It is a pleasure to serve under your chairmanship, Sir Edward. I would like to thank Mr Speaker for granting this debate and to welcome the Minister to her place. I also thank colleagues for joining me in this important debate, which touches on issues that affect all our constituents.
In South Leicestershire, we have a proposal—not unlike proposals in other constituencies—for a railway interchange. Let me first add some context. The plans for the Hinckley national rail freight interchange include the construction of an 850,000 square foot logistics hub to the south of the village of Elmesthorpe in my constituency. As a rail freight interchange, it will have the means to be serviced by freight trains as well as heavy goods vehicles.
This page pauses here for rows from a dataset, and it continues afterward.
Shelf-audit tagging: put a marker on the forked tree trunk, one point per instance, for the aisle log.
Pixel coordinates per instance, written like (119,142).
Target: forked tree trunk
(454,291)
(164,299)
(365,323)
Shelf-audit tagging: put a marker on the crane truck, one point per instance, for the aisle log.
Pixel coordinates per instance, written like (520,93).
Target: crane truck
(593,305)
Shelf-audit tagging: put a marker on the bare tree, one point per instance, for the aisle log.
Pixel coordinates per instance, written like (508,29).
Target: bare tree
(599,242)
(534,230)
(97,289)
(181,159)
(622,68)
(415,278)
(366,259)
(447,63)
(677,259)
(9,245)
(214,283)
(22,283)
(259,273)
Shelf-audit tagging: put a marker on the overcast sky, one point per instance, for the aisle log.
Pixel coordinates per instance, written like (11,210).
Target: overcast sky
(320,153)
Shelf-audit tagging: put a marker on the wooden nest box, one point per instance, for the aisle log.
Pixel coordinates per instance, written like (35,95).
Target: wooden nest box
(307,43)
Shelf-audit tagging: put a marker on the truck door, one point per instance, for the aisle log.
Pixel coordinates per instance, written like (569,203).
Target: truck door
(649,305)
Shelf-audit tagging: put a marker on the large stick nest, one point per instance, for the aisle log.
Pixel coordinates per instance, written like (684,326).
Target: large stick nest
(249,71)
It will be built with access to the existing two-way railway line between Birmingham and Leicester, allowing for freight train entry, and with local road access for HGVs.
The planned site for the Hinckley rail hub would, in its totality, encompass 440 acres of land—for scale, that is about a quarter of the size of Gatwick airport. That area is currently beautiful, rolling south Leicestershire countryside. The site will neighbour the historic and picturesque county villages of Elmesthorpe, Stoney Stanton, Sapcote, Sharnford, Aston Flamville, Potters Marston, Croft, Huncote, Thurlaston and Wigston Parva—collectively and colloquially referred to as the Fosse villages.
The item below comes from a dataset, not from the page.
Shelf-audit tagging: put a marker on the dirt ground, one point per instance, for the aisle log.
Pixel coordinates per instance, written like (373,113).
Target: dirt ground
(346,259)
My constituents in the Fosse villages contend with overburdened infrastructure at the best of times. There are already heavily congested roads in the area, many of which are narrow and winding and therefore quite unsuited to the levels of traffic that would be seen should this awful proposal be approved, given the HGV traffic entering the site and the alleged approximately 8,000 employees who would be trying to enter it for work.
My hon. Friend will be aware, because we have discussed this before, that a strategic rail freight interchange is under construction in my constituency of South Northamptonshire. Just as he has outlined, however, it covers an enormous area, including a greenfield site, and it borders beautiful villages and residential areas. In fact, now that it is starting to be built, it turns out that Network Rail cannot find the promised rail links that were part of the plan, and my constituents are saying to me, “We told you so. We said it would never be a rail freight interchange; it is just about yet more logistics warehousing.” I am grateful to my hon. Friend for allowing me to put that on the record, and I encourage him to fight against this until there is a proper national framework in place that can stop this type of development-led abuse of local communities.